The Great Alone

(Critical Survey of Contemporary Fiction)

Janet Dailey is one of the most prolific and best-selling contemporary romance authors. In THE GREAT ALONE, she expands her scope to the epic novel. Beginning in 1742, with the arrival of Russian fur traders and explorers in the Aleutian Islands, Dailey chronicles the history of Alaska. The story is personalized since it follows the lives of Russian Luka Kharkov, his Aleut concubine, Winter Swan, and their descendants.

As these people move across the Aleutians and on to mainland Alaska, the reader experiences the pioneering efforts that were necessary to colonize such a vast territory. The Tarakanovs, Blackwoods, and Coles (Kharkov’s descendants) themselves reflect the ethnic and cultural diversity of Alaska’s inhabitants: Russian, Aleut, Tlingit, Eskimo, Scandinavian, and American.
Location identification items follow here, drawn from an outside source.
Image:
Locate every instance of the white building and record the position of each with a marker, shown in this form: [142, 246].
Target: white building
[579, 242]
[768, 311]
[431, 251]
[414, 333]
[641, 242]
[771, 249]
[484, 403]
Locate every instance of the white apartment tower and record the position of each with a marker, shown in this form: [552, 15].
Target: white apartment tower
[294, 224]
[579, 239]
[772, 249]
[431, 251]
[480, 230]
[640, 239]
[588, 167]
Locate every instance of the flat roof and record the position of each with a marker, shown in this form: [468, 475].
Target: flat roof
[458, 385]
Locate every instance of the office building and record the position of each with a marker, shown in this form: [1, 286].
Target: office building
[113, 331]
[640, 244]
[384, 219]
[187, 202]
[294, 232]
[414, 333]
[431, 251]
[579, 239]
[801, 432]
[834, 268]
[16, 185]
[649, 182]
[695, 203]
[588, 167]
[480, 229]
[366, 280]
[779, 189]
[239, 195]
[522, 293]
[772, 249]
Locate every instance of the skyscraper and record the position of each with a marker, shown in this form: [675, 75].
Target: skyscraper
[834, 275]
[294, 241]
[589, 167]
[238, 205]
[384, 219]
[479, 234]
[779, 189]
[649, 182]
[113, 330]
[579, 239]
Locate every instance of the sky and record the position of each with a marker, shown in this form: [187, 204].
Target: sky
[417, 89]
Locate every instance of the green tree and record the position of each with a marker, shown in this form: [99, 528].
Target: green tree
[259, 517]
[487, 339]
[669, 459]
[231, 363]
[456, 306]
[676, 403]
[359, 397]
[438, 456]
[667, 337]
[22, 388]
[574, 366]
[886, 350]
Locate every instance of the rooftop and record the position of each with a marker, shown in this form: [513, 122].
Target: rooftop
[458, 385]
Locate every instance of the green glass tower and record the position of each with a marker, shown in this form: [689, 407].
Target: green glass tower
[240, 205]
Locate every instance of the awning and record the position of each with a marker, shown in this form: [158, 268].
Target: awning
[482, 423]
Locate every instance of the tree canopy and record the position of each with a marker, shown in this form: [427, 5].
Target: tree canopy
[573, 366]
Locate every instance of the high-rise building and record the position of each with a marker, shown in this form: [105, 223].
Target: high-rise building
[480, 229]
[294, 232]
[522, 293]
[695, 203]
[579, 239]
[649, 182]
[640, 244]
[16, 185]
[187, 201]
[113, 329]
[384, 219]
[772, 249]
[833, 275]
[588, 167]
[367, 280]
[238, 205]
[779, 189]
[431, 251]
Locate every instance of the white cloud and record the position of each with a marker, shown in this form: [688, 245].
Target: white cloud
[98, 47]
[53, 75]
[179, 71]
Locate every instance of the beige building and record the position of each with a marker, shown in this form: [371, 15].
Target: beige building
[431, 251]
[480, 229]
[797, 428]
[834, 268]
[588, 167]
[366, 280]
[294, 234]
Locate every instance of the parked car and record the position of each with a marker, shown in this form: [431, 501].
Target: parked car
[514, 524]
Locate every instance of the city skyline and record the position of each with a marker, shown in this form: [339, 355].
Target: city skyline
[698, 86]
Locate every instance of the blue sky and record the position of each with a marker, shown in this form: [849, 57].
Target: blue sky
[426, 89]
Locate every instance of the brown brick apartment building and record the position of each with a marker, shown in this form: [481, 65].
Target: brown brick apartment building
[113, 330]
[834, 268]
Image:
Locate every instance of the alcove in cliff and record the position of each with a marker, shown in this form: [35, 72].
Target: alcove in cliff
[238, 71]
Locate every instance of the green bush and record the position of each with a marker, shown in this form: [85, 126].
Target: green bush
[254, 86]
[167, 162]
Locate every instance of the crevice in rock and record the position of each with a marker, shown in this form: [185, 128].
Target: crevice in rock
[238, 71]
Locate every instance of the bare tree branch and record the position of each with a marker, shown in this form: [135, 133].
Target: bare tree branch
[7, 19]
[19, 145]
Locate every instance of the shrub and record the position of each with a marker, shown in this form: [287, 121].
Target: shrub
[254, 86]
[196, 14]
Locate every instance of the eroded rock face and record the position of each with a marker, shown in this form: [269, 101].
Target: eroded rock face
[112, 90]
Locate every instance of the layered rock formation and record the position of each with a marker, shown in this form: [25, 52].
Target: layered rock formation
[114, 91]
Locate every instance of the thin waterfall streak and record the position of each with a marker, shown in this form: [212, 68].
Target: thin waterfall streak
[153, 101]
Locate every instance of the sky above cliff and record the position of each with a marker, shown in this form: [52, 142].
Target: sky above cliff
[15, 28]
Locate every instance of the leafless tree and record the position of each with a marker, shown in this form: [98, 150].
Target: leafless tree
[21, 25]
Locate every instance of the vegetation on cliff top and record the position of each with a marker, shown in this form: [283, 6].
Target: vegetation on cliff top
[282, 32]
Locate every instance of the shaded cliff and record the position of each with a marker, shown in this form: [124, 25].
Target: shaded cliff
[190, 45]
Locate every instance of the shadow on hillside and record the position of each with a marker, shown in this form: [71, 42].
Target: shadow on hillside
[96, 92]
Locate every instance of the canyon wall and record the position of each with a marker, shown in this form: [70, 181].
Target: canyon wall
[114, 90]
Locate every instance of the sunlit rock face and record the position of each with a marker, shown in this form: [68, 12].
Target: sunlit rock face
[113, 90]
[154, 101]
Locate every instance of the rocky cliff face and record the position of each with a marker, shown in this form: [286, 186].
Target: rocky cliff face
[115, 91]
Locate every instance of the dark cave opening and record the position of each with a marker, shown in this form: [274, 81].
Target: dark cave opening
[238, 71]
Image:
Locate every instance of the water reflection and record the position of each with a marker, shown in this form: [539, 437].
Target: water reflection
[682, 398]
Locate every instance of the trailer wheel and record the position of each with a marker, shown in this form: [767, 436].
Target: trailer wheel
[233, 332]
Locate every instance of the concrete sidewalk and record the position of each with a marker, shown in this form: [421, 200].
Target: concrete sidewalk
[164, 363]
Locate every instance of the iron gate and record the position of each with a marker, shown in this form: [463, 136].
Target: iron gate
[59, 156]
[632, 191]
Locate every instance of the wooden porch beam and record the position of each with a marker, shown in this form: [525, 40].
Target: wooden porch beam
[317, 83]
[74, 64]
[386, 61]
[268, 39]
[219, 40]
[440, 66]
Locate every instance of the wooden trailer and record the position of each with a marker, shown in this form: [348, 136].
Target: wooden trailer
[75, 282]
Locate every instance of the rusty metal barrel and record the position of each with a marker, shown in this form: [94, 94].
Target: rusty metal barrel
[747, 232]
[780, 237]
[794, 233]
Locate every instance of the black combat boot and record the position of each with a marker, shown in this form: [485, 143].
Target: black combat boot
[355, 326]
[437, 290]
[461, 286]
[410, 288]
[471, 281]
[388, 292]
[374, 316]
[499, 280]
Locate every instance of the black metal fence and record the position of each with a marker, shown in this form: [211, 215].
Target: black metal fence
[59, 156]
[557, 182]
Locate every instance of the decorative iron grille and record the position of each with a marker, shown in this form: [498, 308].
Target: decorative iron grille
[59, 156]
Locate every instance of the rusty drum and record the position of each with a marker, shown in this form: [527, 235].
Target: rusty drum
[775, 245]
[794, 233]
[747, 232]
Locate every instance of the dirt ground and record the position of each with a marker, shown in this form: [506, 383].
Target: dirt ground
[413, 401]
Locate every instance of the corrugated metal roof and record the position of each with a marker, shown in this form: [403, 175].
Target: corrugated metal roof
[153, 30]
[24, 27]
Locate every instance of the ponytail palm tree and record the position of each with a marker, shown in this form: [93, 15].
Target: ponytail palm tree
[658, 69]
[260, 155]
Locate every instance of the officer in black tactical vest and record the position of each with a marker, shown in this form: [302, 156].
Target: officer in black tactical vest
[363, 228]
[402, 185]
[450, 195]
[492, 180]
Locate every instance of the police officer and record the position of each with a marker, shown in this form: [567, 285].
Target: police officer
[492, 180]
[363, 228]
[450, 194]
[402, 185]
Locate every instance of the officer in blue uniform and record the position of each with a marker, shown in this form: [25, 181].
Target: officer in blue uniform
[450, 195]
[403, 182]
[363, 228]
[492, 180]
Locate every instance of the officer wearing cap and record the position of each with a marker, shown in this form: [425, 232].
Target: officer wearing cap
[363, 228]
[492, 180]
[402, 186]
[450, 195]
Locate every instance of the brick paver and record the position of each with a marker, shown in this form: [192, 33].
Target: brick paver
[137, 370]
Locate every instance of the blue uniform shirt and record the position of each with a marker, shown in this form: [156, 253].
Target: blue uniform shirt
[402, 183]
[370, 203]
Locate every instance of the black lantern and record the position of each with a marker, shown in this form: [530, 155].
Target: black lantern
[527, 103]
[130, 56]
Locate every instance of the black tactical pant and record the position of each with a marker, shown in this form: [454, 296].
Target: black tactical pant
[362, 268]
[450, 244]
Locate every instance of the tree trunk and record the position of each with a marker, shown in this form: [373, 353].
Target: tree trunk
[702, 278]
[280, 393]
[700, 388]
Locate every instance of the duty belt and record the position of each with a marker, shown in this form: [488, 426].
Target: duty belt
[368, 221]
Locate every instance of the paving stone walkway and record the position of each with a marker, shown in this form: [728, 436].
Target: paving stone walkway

Dailey successfully shows the initial acceptance of different races, the change to cruel intolerance, and the eventual shift to legislated integration.
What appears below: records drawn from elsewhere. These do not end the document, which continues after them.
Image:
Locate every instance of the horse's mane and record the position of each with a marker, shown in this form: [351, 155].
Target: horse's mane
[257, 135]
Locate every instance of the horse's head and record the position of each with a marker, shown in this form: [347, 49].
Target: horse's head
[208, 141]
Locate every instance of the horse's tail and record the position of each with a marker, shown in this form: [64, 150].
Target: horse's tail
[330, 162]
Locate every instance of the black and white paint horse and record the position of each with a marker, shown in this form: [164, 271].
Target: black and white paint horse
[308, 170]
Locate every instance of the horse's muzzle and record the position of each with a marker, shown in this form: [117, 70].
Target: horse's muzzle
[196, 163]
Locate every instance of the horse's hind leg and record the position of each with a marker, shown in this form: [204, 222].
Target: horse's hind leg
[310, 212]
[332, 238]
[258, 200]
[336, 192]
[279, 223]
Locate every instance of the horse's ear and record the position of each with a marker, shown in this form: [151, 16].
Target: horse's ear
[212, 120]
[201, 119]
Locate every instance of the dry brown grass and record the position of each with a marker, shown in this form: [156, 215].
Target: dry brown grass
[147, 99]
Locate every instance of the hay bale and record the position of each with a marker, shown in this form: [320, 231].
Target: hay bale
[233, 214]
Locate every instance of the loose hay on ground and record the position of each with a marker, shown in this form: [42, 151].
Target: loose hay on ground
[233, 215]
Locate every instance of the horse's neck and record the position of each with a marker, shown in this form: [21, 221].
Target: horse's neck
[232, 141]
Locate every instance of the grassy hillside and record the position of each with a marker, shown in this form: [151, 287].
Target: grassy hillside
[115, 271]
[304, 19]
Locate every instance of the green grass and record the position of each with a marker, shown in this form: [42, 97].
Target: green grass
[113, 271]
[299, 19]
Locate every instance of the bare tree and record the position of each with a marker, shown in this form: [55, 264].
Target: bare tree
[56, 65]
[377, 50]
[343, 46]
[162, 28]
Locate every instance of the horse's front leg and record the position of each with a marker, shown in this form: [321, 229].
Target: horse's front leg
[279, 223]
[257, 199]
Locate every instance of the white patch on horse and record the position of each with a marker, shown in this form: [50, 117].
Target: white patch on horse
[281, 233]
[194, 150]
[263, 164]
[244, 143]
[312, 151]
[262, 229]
She also tells of the greed that has accompanied the different waves of colonists. The land has long been plundered of its rich natural resources, and as new riches have been discovered, new spoilers have arrived to capitalize on the bounty. Dailey uses a recurring phrase, “they always leave,” to illustrate this process of using and then abandoning the land and its people.
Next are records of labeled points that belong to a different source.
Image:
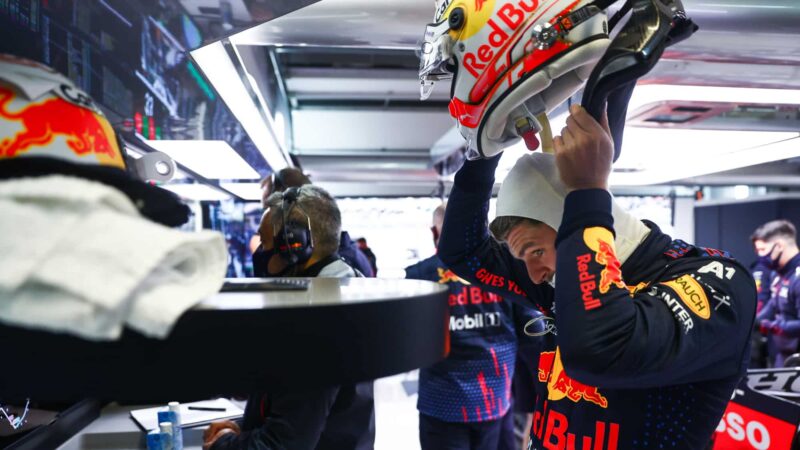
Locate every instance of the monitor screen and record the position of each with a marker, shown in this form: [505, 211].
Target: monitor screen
[132, 58]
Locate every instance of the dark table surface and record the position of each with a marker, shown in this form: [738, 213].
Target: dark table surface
[337, 331]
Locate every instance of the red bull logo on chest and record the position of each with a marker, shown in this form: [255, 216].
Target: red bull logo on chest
[560, 385]
[601, 242]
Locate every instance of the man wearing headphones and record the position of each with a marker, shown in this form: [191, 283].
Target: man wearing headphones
[777, 243]
[303, 225]
[292, 177]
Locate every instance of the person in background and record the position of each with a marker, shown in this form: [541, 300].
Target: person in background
[463, 399]
[337, 418]
[373, 261]
[779, 318]
[293, 177]
[762, 350]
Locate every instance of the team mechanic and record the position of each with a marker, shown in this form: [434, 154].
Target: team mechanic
[643, 354]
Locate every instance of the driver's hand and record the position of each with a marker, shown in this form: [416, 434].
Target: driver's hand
[217, 429]
[584, 151]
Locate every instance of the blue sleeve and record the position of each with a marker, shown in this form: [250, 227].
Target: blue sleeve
[465, 245]
[691, 326]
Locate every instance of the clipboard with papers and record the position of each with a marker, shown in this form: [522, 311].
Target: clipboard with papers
[192, 414]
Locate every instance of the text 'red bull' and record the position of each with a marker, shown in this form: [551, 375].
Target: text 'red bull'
[560, 385]
[587, 283]
[612, 272]
[42, 122]
[550, 427]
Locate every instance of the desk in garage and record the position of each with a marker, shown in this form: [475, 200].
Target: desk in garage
[338, 331]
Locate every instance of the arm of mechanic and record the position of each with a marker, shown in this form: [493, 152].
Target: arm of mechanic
[608, 336]
[465, 245]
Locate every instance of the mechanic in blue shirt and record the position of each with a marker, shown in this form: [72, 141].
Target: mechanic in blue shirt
[463, 399]
[780, 317]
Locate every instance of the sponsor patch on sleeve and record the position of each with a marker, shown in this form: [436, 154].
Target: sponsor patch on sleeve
[691, 294]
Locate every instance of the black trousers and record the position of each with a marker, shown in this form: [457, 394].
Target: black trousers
[435, 434]
[337, 418]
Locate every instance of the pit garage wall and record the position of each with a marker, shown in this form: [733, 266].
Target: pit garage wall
[728, 225]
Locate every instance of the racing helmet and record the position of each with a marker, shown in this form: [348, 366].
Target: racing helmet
[50, 126]
[511, 62]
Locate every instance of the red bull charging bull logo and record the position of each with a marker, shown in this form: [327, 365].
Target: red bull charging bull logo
[447, 276]
[85, 132]
[560, 385]
[601, 242]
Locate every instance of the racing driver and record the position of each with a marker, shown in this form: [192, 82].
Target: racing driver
[646, 336]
Although elements of a typical romance are present, this is not a conventional formula novel. Dailey’s concern here is to illustrate how great hardship and endurance have shaped a fiercely independent, self-sufficient population that is capable of standing alone and rebounding from personal and natural disasters. The characters do not have easy answers and happy endings, but the reader will feel a sense of victory at the triumph of human spirit. For many readers, THE GREAT ALONE also will open little-known chapters of American history and dispel some persistent myths about the largely unfamiliar forty-ninth state.